На первом дыхании (сборник) - Маканин Владимир Семенович 7 стр.


– Прошла успешно, – ответил он.

– И это уже определенно? – Я спросил еще раз, получалось несколько назойливо, но мне плевать.

Усач улыбнулся. Очень скромен. Скромняга. Ей-богу, лет тридцать. Не больше.

– Определенно – будет завтра. Или послезавтра, – сказал он.

Я спустился вниз.

В вестибюле гудел народ. Никого не пускали. Сегодня было здесь что-то особенное. Я вдруг увидел мужа Гальки.

– Привет.

– Привет.

Это у нас обоих вырвалось, от неожиданности. И тут же оба осеклись – сообразили, что к чему. И стояли оба подчеркнуто спокойные. Каренин и Вронский. А она – в опасности. Только наоборот: красив был, пожалуй, Каренин. А Вронский был в белом больничном халате и держал свернутый в трубочку лист бумаги (этот лист я брал с собой для пущей представительности).

– Операция закончилась. Кажется, успешно, – сообщил я.

– Знаю, – кивнул он.

У меня не лежала душа с ним контачить. Если б не такой день, я б и разговаривать с ним не стал.

– Откуда у тебя халат? – спросил он.

– Какая разница!

– Разницы никакой. Просто спросил. Теперь и в халате не пускают.

– Почему же?

И тут выяснилось, что в больнице объявлен карантин.
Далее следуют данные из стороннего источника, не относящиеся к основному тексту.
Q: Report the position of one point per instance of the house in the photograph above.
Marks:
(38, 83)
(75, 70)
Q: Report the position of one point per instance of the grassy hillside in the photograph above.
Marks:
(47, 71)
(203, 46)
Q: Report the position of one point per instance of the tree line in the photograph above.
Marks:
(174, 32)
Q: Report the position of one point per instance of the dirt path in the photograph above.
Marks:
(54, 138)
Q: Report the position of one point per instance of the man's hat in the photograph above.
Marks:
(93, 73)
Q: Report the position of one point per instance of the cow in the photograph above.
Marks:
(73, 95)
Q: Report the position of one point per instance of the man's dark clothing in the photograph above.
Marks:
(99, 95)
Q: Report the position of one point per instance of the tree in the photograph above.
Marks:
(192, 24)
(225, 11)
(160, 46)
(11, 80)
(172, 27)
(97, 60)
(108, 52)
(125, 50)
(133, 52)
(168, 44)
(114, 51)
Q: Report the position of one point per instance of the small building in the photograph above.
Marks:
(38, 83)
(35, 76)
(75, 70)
Что по Москве прокатился грипп. Сезонный.

– Ты не знал? Ты где живешь? В безвоздушном пространстве? – И Еремеев мягко улыбнулся.

Он потопал к появившейся нянечке. От Гальки записки быть не могло, но он все-таки потопал. Нянечку обступили, как знаменитость, спустившуюся с самолетного трапа. Шум. Гвалт. Нянечка выдавала ответные записки. Карантин. И у дверей стояли два быка в белых халатах. Скрестили руки.

Я уже собирался уйти из этого шума и гама, но вдруг отыскался еще знакомец.

Он тронул меня за плечо. Рожа как рожа. И сначала я подумал, что он ошибся адресом. Не в ту степь. Потом я подумал, что видел его, пожалуй, во сне – в одном из кошмаров, когда я ночевал на вокзале.

– Узнаешь, друг? – спросил он.

И только тут я узнал. Это был он – непросыхавший. Сосед коми. Тот, который двинул меня в челюсть.

Он сказал, как выдохнул горе:

– Жена у меня тут. (Звучало так: жана).

– Что с ней?

– Руку сломала.

– Как же так?

Он замялся.

– Упала? – спросил я.

– Упала.

– С твоей помощью?

Он насупился. Вздохнул. Еще раз вздохнул. Думал какую-то думу.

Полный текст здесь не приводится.